Sorry for your situation. The best answer would be if your husband would actually act like a man instead of a momma's boy still sucking at the tit.

You might have to become a real hard ass to get your situation more reasonable in the future.

No way I would put up with the huge disrespect his family is throwing your way and I wouldn't put up with your husband either.

He needs to stop allowing disrespect now!
_Posted via Mobile Device_


----------



## capri7204 (Aug 16, 2012)

ConanHub said:


> Sorry for your situation. The best answer would be if your husband would actually act like a man instead of a momma's boy still sucking at the tit.
> 
> You might have to become a real hard ass to get your situation more reasonable in the future.
> 
> ...


I totally agree with you. I was going to ask her what her husband was doing about this behavior. I would be VERY upset at him if he was allowing this behavior. In my situation my husband put his foot down and it was agreed that it would be best for us as a family if I stayed away from the in-laws. She has a major issue on her hands if this has been going on since her first child was born and now she is expecting a second child. After all I married my husband not the extended family.


----------



## NobodySpecial (Nov 22, 2013)

I would set some limits with your husband. I will allow your family to visit here and/or visit your family WHEN you demonstrate you will stick up for my respectful treatment. No you will not be visiting your family with the kids without me as I believe that to not be in their best interest.


----------



## Anonymous07 (Aug 4, 2012)

citygirl4344 said:


> Well as for the car seat issue you have every right to be upset.
> I can see how your MIL would think she might know how to do things but ultimately you are the parent. If you're uncomfortable letting them take your son then say no.
> 
> I think you guys are never going to be close. Sounds like they simply don't like you for whatever reasons. I don't think it's racial. I know plenty of cultures who speak their primary language with me there...and it's not to be rude it is more that they are more comfortable with that language.
> ...


Right now, I really don't care to make the effort when they've shown me little respect or consideration. I know enough Spanish that I can kind of make out what they're talking about, but don't care all that much to learn more for their sake. 
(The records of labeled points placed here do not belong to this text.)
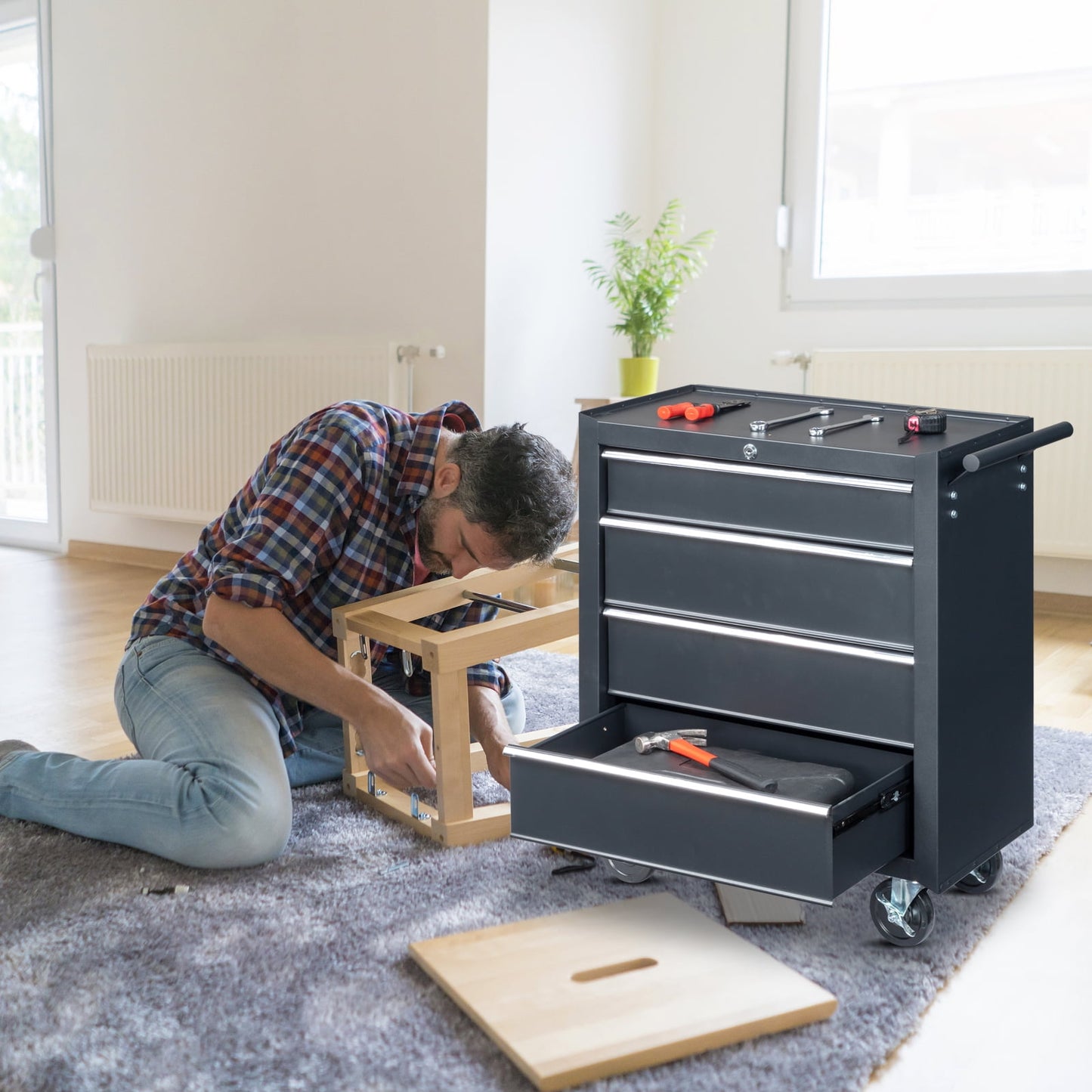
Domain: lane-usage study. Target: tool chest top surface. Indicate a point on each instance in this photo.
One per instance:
(726, 435)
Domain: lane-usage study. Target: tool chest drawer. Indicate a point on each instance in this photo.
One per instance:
(777, 582)
(589, 790)
(824, 685)
(815, 505)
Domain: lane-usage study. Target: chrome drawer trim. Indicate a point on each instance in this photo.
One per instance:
(750, 470)
(701, 876)
(763, 542)
(685, 784)
(763, 636)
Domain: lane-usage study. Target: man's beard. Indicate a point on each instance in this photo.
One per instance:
(426, 535)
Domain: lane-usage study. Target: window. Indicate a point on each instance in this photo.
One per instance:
(940, 149)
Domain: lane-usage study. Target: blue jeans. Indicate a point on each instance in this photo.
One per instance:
(211, 787)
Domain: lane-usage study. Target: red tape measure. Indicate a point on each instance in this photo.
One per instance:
(924, 422)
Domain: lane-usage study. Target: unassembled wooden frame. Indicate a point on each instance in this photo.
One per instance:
(392, 620)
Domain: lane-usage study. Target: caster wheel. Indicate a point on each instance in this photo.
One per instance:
(982, 878)
(628, 873)
(908, 930)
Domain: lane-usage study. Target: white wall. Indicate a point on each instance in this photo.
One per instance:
(719, 145)
(571, 94)
(263, 169)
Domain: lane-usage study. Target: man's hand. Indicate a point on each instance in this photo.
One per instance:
(397, 744)
(490, 726)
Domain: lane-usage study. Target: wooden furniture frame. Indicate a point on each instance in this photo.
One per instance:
(392, 620)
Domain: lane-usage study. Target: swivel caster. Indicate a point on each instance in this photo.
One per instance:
(982, 878)
(902, 912)
(627, 871)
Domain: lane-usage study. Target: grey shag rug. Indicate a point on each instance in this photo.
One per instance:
(295, 976)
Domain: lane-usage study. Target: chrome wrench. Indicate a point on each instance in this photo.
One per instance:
(868, 419)
(765, 426)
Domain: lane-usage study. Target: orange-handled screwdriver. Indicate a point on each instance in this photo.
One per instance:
(665, 413)
(722, 766)
(712, 409)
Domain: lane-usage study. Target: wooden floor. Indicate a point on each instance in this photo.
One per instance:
(64, 623)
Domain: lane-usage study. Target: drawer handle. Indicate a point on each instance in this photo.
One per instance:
(765, 426)
(749, 470)
(758, 542)
(763, 636)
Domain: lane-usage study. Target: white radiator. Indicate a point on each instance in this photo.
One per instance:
(1050, 385)
(176, 431)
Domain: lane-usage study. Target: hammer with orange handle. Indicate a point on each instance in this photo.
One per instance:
(685, 744)
(667, 413)
(712, 409)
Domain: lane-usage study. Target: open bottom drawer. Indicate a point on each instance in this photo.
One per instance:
(568, 790)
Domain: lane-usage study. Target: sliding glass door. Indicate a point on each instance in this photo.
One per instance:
(29, 503)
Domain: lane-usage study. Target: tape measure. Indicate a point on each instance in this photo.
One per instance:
(924, 422)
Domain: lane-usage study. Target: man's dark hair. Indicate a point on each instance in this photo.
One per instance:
(518, 486)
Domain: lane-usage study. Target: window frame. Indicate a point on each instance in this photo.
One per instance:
(806, 80)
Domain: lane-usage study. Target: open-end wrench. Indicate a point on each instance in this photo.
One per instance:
(868, 419)
(765, 426)
(684, 744)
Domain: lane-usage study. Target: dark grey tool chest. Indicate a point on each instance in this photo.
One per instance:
(840, 599)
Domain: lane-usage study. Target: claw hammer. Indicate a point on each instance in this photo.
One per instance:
(685, 744)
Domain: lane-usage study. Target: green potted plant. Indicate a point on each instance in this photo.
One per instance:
(643, 283)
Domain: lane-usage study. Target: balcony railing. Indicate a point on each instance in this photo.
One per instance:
(22, 422)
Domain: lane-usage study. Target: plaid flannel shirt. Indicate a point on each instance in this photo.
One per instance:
(329, 518)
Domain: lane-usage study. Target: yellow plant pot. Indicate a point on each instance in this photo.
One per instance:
(639, 375)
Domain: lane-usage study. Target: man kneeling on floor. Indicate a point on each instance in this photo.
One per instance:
(230, 687)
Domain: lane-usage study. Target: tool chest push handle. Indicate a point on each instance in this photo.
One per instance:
(1020, 446)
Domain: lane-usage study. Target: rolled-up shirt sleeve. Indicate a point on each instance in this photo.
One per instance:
(291, 525)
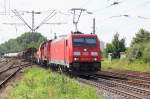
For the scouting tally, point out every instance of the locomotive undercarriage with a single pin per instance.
(86, 66)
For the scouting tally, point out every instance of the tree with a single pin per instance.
(26, 40)
(116, 46)
(140, 47)
(142, 36)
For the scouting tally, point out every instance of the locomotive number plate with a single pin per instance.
(85, 53)
(85, 59)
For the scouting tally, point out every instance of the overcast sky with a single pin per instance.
(109, 19)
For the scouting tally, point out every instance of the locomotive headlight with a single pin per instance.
(76, 53)
(76, 59)
(94, 53)
(95, 59)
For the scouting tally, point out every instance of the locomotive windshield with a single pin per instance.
(84, 41)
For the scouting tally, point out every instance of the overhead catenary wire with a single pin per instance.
(18, 15)
(51, 15)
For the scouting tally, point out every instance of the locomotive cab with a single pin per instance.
(85, 52)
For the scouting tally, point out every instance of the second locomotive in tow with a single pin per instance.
(74, 52)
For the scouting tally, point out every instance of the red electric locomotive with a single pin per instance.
(76, 52)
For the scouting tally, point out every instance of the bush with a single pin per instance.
(38, 83)
(146, 57)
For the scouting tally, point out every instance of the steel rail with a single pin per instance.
(123, 75)
(9, 77)
(112, 90)
(129, 88)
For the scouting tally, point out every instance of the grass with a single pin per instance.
(125, 65)
(39, 83)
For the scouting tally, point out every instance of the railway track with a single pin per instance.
(123, 94)
(9, 71)
(126, 79)
(121, 84)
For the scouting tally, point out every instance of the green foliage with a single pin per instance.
(117, 46)
(26, 40)
(123, 65)
(38, 83)
(140, 47)
(142, 36)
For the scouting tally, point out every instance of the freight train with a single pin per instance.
(74, 52)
We've invited them all to our son's 3rd birthday and they say they'll be there, but who knows. They also said they would be there for his 2nd birthday and only my BIL showed up, so I don't plan on seeing them. I just don't want my son to notice how his relatives can make it for his cousins' birthdays and events, but not his. I'm sad for him.


----------



## Anonymous07 (Aug 4, 2012)

ConanHub said:


> Sorry for your situation. The best answer would be if your husband would actually act like a man instead of a momma's boy still sucking at the tit.
> 
> You might have to become a real hard ass to get your situation more reasonable in the future.
> 
> ...


My husband and I had a long talk after his family left back home and he knows I'm fed up with it all. He has said he'll talk with his family and make sure I'm included/respected, but I don't know how it will go when we see them again. I know he feels like he's put in a bad spot, as he wants to see his family as often as he can since we live far away, but they don't exactly act the best toward me. 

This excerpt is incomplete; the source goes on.